Die Hamburger Koalitionsvereinbarung zwischen CDU und Grünen sei "energie- und umweltpolitisch fatal", sagte Gabriel der "Frankfurter Rundschau". Die Grünen würden mit ihrem Widerstand gegen den Bau neuer Kohlekraftwerke "den Atomlobbyisten klammheimlich die Türen öffnen". Gabriel warf der Hamburger CDU vor, die Energiepolitik ihrer eigenen Kanzlerin Angela Merkel zu "torpedieren".

CDU und Grüne hatten die Zukunft des umstrittenen Kohlekraftwerks Moorburg im Koalitionsvertrag offen gelassen. Hamburgs ehemaliger Erster Bürgermeister Klaus von Dohnanyi (SPD) sagte der "Welt am Sonntag", er habe schon vor Jahren gesagt, "dass Schwarz-Grün eine gute Option ist".

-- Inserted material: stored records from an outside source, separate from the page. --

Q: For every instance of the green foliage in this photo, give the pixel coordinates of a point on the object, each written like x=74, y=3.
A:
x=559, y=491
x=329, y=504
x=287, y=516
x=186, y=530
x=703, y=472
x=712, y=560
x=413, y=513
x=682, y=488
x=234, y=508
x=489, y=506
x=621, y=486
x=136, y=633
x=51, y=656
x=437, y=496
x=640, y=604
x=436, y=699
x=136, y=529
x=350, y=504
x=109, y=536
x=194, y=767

"Kopf-an-Kopf-Rennen" 2009

Ungeachtet schlechter Umfragewerte für die SPD glaubt Beck an einen engen Ausgang der Bundestagswahl 2009. "Ich sehe die realistische Chance, dass es 2009 ein Kopf-an-Kopf-Rennen geben wird", sagte er dem "Spiegel". "Ich erwarte, dass gegen die SPD keine Regierung gebildet werden kann." Im ZDF-"Politbarometer" vom Freitag war die SPD auf 27 Prozent gekommen, die CDU/CSU auf 42 Prozent.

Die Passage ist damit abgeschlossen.